By Michael Harrison, Business Editor

By Michael Harrison, Business Editor

Kelda, the owner of Yorkshire Water, signalled yesterday that it may dispose of its troubled US water subsidiary Aquarion unless profits from the business improve within 12 months.

The group has spent $800m (£440m) on Aquarion since acquiring the business in 1999 but it has consistently failed to achieve its allowed rate of return under the US regulatory regime. Last year Aquarion, which has 700,000 customers in Connecticut, New Hampshire, New York and Massachusetts, suffered a 21 per cent fall in profits to £24.9m after a £5.4m charge for company re-organisation.

Aquarion also disappointed with its performance, affected by the wet summer on America's north-eastern seaboard, which reduced demand for water, adverse exchange rates and a $2m fall in revenues in Connecticut after regulators cut the sum it was allowed to earn.
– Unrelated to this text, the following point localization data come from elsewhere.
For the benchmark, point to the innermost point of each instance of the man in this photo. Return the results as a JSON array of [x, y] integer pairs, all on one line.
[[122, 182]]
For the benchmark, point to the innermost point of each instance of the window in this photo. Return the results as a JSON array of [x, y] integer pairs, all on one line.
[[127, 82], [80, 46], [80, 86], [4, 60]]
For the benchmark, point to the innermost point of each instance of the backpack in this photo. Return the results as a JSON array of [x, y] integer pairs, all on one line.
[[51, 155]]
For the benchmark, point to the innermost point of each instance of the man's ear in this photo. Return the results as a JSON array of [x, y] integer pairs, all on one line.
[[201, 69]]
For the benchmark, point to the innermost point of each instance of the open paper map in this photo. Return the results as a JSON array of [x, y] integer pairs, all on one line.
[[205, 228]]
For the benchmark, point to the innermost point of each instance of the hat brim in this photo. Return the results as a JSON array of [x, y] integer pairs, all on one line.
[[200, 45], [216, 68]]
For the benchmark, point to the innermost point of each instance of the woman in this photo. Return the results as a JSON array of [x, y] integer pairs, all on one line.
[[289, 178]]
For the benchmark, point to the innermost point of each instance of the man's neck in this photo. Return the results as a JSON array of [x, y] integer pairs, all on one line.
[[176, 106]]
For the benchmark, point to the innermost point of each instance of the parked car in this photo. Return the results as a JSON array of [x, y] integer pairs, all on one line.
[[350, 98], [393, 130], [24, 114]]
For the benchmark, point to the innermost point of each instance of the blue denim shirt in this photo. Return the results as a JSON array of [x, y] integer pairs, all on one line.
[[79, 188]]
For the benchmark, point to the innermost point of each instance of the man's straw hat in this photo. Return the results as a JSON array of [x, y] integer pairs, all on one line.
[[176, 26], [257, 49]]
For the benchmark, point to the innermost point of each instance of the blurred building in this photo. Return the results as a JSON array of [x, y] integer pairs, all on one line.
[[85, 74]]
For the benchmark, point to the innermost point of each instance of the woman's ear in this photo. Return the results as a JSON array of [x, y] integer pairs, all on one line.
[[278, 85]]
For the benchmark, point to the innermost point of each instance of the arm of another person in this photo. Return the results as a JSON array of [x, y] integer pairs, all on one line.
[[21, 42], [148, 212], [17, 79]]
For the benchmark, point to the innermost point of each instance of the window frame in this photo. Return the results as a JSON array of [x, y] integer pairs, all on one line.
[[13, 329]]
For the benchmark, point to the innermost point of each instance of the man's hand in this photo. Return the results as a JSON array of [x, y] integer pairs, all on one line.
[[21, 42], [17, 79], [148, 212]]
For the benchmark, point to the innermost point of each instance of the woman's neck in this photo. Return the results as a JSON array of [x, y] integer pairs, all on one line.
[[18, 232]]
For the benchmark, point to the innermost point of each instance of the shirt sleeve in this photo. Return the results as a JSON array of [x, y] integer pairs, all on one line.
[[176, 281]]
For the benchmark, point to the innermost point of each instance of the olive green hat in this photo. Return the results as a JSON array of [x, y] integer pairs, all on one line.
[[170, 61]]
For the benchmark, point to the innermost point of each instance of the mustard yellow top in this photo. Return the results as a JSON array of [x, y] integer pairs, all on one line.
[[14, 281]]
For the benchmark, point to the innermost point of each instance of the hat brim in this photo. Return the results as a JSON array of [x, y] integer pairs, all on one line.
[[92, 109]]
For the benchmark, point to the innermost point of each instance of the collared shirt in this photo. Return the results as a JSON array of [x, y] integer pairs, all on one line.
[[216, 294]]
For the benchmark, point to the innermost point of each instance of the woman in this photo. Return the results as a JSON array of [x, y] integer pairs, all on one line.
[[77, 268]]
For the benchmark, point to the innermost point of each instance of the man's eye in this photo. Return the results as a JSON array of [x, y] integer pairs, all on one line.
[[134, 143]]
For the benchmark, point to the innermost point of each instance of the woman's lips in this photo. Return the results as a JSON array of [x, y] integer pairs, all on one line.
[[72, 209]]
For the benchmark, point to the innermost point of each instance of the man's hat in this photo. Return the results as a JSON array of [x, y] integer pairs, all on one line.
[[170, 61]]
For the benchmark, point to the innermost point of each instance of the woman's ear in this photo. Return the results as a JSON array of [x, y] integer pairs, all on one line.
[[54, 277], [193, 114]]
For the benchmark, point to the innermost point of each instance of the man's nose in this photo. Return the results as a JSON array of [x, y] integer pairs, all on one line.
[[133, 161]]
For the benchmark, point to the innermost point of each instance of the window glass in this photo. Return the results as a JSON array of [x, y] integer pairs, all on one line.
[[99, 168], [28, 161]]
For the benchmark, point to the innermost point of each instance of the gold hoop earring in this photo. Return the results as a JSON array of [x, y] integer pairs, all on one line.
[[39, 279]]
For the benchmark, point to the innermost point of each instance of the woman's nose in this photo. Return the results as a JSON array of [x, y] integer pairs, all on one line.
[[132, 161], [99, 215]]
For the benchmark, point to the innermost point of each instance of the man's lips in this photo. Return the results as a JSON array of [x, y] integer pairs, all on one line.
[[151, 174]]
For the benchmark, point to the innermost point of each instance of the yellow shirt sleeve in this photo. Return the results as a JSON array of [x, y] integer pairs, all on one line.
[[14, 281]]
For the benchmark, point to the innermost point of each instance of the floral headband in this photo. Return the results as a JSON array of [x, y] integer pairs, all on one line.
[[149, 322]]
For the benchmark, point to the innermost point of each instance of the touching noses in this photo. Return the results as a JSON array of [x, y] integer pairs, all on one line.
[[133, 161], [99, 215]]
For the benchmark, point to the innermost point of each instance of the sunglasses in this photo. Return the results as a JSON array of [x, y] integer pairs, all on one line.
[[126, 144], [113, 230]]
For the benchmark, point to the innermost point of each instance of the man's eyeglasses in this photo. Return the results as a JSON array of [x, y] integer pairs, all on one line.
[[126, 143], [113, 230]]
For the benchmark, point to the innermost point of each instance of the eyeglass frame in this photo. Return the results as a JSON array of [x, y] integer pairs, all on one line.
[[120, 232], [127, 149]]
Kevin Whiteman, Kelda's chief executive, said the group did not have to sell Aquarion because the company was more than paying for itself but he said a decision would be taken by the end of this year. "It depends on how well we can make the business perform and what the market looks like."

If Kelda does sell up, it would be following in the footsteps of ScottishPower, which sold its US energy business, PacifiCorp, to Warren Buffett for $9.4bn this week, taking a £1bn write-off in the process.

Mr Whiteman indicated that Aquarion was only achieving a return of about 7.75 per cent against the 9.75 per cent it was allowed to earn. To improve its efficiency, the workforce was cut by 20 per cent last year, resulting in £3.8m of early retirement costs.

Kelda's main regulated UK water business performed much better, enabling the group to report a 17 per cent increase in pre-tax, pre-exceptional profits to £224m. It also announced plans to buy back up to 5 per cent of it shares over the next two years at a cost of £120m alongside an 8 per cent increase in the dividend for the year to 29p.

Yorkshire Water increased profits before interest and exceptional items by 13 per cent to £284.6m after outperforming the targets for operating efficiency set by the UK regulator Ofwat by £120m over the five years to march, 2005.